María Cárdenas | La Prensa del Táchira.- El Barrio Lourdes, uno de los tantos sectores populares de San Cristóbal y conocido por su histórico templete, tiene un origen que se remonta a 1930, cuando gran parte de sus calles eran solo tierra y unas cuantas familias habitaban sus alrededores.
El sector que inició durante la década de los 30 era el hogar de familias humildes y trabajadores que se asentaron en una zona muy cercana a La Guacara. Debido a la proximidad de la quebrada, durante las noches el sonido de las ranas era estruendoso y para la década de los 40, el sector era conocido como Cantarranas.
Pero la identidad de este pueblo no solo la moldea la geografía, sino también la fe. El cronista de San Cristóbal, Luis Hernández explica que para la década de los años 60 los sacerdotes de la parroquia Coromoto consideraron que el nombre de "Cantarranas", no le hacía justicia al sector; fue entonces que decidieron cambiarle el nombre al sector por Lourdes, en honor a la virgen.
Más allá del cambio de nombre, el carácter de sus habitantes permaneció inalterable, forjado en la adversidad, la solidaridad y en especial, el temple. A los pocos años de la inauguración del Viaducto Nuevo, en los años 80, los vecinos del Barrio Lourdes se unieron para evitar que una compañía llevara a cabo la construcción de unas viviendas que bloqueaban el paso principal del sector.
Esa misma topografía que defendieron hace tantas décadas define hoy su cotidianidad; a pesar de contar con vías principales, el barrio cuenta con distintos atajos, entre ellos escaleras que conectan de manera orgánica con otros sectores de la ciudad como Barrio Obrero o la Avenida 19 de Abril.
No obstante, el emblema del lugar es el icónico Templete Antonio Aragón.

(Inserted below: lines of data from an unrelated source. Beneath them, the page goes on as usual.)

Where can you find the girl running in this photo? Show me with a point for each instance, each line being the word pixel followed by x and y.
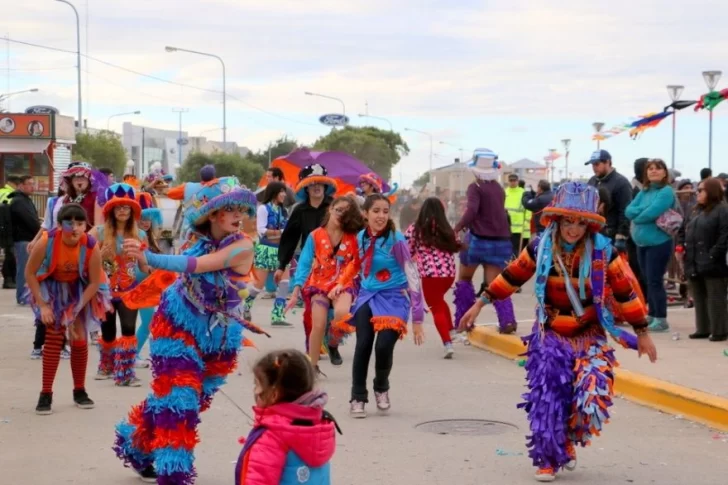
pixel 69 295
pixel 390 288
pixel 293 438
pixel 326 270
pixel 432 244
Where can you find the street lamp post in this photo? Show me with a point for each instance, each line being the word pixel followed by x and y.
pixel 426 134
pixel 108 121
pixel 78 62
pixel 343 106
pixel 224 88
pixel 567 143
pixel 377 118
pixel 598 125
pixel 711 80
pixel 675 91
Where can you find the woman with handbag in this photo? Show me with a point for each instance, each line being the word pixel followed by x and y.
pixel 654 223
pixel 702 243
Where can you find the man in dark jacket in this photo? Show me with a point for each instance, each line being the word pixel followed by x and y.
pixel 26 224
pixel 538 201
pixel 620 193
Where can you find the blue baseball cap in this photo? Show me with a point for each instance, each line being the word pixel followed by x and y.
pixel 599 156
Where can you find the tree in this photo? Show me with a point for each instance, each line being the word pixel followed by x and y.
pixel 378 149
pixel 247 171
pixel 102 150
pixel 282 146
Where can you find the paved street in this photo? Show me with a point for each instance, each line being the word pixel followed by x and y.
pixel 72 446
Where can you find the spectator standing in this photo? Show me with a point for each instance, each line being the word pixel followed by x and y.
pixel 538 201
pixel 654 245
pixel 26 224
pixel 703 243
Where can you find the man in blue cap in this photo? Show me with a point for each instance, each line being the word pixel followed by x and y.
pixel 620 193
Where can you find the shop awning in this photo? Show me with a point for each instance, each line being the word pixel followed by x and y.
pixel 8 145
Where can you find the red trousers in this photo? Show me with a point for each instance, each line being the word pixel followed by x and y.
pixel 434 290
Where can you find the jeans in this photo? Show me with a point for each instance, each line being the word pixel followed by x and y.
pixel 653 264
pixel 21 260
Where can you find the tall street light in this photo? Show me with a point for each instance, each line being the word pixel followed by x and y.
pixel 711 80
pixel 598 125
pixel 675 91
pixel 567 143
pixel 224 95
pixel 455 147
pixel 108 121
pixel 78 62
pixel 343 106
pixel 426 134
pixel 377 118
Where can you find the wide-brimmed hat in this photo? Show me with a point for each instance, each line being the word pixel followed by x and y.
pixel 314 174
pixel 225 192
pixel 149 212
pixel 575 200
pixel 122 194
pixel 485 164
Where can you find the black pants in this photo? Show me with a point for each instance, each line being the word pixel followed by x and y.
pixel 9 268
pixel 711 308
pixel 383 358
pixel 127 319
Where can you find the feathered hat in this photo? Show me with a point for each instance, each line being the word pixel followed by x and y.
pixel 485 164
pixel 122 194
pixel 575 200
pixel 314 174
pixel 149 212
pixel 225 192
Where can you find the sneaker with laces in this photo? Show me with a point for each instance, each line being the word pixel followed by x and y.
pixel 357 409
pixel 45 402
pixel 382 399
pixel 80 397
pixel 545 474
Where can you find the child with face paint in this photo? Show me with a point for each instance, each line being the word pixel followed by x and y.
pixel 69 295
pixel 390 289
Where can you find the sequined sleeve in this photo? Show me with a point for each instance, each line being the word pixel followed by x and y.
pixel 516 274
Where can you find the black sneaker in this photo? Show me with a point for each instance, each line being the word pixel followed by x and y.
pixel 335 356
pixel 82 400
pixel 148 475
pixel 44 404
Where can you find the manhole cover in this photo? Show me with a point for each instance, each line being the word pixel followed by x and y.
pixel 466 427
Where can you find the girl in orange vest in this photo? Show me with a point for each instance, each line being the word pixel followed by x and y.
pixel 68 293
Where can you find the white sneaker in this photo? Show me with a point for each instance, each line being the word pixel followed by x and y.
pixel 449 351
pixel 357 410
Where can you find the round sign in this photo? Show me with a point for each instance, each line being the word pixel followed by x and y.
pixel 334 119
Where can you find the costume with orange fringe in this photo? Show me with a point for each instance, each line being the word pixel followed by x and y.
pixel 570 364
pixel 318 271
pixel 196 334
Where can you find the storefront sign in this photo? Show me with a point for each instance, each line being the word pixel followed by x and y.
pixel 13 125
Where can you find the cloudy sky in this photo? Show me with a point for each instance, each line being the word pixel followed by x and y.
pixel 516 76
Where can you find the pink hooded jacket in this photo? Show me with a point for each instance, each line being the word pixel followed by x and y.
pixel 279 430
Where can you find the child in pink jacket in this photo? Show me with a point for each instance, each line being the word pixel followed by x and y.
pixel 293 438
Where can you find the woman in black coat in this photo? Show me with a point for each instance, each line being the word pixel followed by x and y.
pixel 703 242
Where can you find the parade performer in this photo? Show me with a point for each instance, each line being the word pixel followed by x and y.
pixel 293 438
pixel 314 193
pixel 326 271
pixel 570 367
pixel 390 288
pixel 68 294
pixel 121 213
pixel 487 240
pixel 271 219
pixel 196 334
pixel 432 244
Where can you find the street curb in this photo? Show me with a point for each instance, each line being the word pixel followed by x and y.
pixel 655 393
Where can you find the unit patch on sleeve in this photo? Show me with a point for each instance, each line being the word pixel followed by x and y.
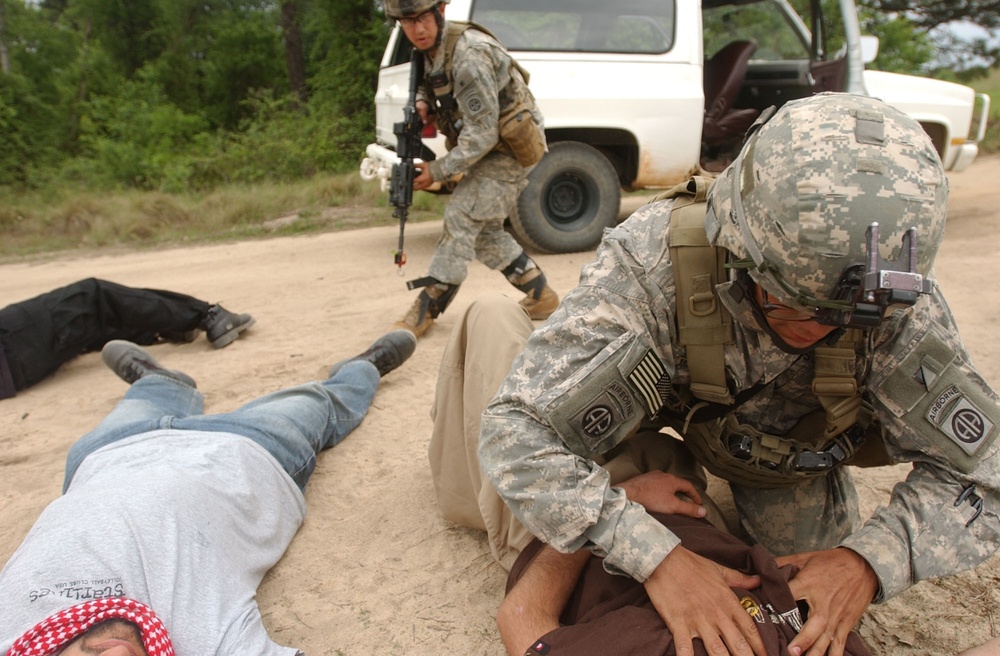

Construido en 1970, esta estructura no es un simple ornamento, es el guardián de la tradición del barrio. Mientras que en otros rincones de San Cristóbal estas costumbres de feria desaparecieron con el paso del tiempo, el Templete de Lourdes se mantiene inamovible. Es el único de la ciudad que aún conserva su espíritu de celebración durante la Feria de San Sebastián, negándose a ser olvidado.